Test Evaluation Script and Environment

Ran the evaluation command from lerobot/diffusion_policy.

python -m lerobot.scripts.eval --policy.path=lerobot/diffusion_pusht --output_dir ./output --env.type=pusht --eval.n_episodes=500 --eval.batch_size=50

And the results:

Mine lerobot/diffusion_pusht Paper
Average max. overlap ratio 0.962 0.955 0.957
Success rate for 500 episodes (%) 64.2 65.4 64.2

Dataset Discovery

I opened up a jupyter notebook playground and fiddled with the data a little bit. Here's the structure of the data with zarr.open_group(path).tree():

/
├── data
│   ├── action (N, 2) float32
│   ├── img (N, 96, 96, 3) float32
│   ├── keypoint (N, 9, 2) float32
│   ├── n_contacts (N, 1) float32
│   └── state (N, 5) float32
└── meta
    └── episode_ends (K,) int64

Initiallly, I compared it to the lerobot/pusht dataset released by HuggingFace. However, the entries are so different that it's difficult to match them. I printed the arrays, displayed the images, trying to get a sense of what those values mean. Here's my attempt:

  • episode_ends marks the ending scene/index of each episode. Use this to split the data into K rounds and label them with episode indices from 0 to K - 1.
  • state: I make my assumptions by simultaneously looking at the corresponding image.
    • The first two numbers are the position of the tooltip.
    • 3rd & 4th are the positions of the T-shaped object.
    • 5th looks like the orientation of the object in radian.
  • img visualizes the current state (potentially given the keypoints and states).

At some point I came up with the idea that I should also check the dataset released by the authors of the original paper. BINGO!

real-stanford/diffusion_policy

Naturally, the next step is to discover the diffusion policy paper and code. Their README suggests running the notebook in colab, but I failed to open it due to some issues. I then turned to the example commands in the README.

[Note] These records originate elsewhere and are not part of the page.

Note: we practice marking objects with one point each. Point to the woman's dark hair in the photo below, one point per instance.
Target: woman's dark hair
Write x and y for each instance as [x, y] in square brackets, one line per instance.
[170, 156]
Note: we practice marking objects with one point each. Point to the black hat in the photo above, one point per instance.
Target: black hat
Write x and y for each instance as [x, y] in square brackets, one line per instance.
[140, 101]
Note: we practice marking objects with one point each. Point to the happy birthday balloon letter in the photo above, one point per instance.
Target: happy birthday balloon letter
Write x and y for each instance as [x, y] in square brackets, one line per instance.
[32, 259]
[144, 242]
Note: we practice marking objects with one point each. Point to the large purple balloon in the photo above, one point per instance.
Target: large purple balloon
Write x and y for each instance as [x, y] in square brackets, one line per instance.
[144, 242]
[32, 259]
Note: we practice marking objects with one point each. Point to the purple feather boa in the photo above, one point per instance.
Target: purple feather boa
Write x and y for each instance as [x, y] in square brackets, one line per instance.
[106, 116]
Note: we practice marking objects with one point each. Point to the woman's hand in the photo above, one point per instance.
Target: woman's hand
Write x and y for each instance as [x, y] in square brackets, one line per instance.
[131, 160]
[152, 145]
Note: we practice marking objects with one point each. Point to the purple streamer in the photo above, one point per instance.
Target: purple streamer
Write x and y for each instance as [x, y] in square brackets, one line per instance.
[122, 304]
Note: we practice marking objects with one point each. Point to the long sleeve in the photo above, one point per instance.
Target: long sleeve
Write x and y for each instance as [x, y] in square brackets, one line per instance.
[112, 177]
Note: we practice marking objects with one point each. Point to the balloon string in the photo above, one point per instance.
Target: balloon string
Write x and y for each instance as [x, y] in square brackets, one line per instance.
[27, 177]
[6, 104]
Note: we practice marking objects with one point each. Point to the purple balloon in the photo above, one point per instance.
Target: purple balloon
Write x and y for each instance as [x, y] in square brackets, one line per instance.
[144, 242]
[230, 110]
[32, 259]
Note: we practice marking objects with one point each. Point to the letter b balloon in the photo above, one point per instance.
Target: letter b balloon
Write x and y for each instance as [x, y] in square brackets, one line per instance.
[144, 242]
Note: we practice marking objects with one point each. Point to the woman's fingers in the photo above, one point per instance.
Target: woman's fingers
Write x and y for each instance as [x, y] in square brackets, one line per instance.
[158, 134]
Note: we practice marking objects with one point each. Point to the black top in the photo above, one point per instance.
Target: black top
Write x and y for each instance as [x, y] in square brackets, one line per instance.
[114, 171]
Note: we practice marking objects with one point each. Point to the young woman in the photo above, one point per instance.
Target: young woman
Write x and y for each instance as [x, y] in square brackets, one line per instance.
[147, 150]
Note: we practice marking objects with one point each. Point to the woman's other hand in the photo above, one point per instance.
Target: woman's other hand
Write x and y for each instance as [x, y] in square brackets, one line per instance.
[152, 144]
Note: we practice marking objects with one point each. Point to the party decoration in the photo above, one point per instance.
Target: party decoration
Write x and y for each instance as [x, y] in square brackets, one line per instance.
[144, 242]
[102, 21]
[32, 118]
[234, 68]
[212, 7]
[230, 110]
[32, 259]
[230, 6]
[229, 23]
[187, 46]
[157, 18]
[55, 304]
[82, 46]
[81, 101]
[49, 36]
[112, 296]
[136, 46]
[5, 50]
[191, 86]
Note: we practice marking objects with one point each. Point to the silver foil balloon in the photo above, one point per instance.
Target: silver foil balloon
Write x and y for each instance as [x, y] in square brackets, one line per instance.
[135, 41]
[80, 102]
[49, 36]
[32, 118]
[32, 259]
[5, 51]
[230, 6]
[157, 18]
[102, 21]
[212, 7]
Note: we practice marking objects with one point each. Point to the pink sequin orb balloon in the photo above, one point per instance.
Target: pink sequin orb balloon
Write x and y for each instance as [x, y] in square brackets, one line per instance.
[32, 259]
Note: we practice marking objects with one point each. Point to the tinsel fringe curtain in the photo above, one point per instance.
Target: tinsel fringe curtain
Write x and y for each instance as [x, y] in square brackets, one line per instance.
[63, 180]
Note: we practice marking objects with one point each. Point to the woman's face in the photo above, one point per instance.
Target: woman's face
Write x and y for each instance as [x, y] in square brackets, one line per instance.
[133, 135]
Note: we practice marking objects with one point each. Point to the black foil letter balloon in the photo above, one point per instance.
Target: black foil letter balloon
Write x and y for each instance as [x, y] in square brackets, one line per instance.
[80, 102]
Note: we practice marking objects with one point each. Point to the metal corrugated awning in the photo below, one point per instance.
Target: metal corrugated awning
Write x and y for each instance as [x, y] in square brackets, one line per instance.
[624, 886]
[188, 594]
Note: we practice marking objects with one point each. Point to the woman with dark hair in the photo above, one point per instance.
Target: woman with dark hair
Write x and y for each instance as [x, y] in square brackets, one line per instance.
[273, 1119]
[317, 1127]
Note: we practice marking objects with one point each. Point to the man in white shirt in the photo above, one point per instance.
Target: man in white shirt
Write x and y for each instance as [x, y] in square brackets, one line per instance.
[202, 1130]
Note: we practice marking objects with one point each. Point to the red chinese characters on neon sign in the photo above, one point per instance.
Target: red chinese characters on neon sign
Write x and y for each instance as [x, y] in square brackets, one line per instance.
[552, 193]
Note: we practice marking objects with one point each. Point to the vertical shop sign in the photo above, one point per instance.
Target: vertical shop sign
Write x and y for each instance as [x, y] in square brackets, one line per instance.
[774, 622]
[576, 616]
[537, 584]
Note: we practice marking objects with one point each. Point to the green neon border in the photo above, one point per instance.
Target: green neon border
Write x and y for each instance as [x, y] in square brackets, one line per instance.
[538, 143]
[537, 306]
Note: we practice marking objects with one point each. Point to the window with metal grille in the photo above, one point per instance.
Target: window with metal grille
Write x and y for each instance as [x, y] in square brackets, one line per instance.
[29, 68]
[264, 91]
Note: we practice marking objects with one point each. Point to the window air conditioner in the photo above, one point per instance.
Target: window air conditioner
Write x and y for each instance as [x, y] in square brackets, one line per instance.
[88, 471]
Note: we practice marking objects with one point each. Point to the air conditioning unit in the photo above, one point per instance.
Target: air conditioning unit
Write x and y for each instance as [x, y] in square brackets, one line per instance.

I started with the low-dimension setup. Using the exact configuration from the paper, my results (0.944@750 and 0.948@950) seemed to match the authors' checkpoints. However, this is entirely based on the name of the checkpoint. Further investigation is required to determine whether this is a successful reproduction.

WIP

  • Reproducing both image and low-dimension experiments.
  • Naively training on custom v1 dataset with only swapping the dataset itself.

TODO

Focus on real-stanford/diffusion_policy.

  • Look into colab notebooks.
  • Training understanding
    • Policy input/output.
    • How is a diffusion model trained?
    • Hyperparameters.
  • Evaluation understanding:
    • How do validation and test work?
    • Definition of metrics: success rate, reward.
  • PushT environment: compare it to lerobot/gym-pusht.
  • Data preprocessing
    • How image and low-dimension tasks utilize data.
    • Convert to lerobot-style dataset?
  • Setup local wandb?
  • Code cleanup and commit.

Random Notes

AttributeError: 'Space' object has no attribute 'add_collision_handler'

Looks like pymunk removed the method after version 7.0. Running uv add 'pymunk<7' solves the issue.

Environment Preparation for diffusion_policy

Setting up the environment wasn't the easiest. This is a two-year-old project. Huggingface libraries have been moving fast and not afraid of breaking things. Python's dependency management via conda and pip isn't the best1. All three factors lead to hours of fixing module/attribute not found errors and nonexistence of valid version combinations. Eventually, I had a fragile but working environment. Time for running some code!


  1. Let's hope for uv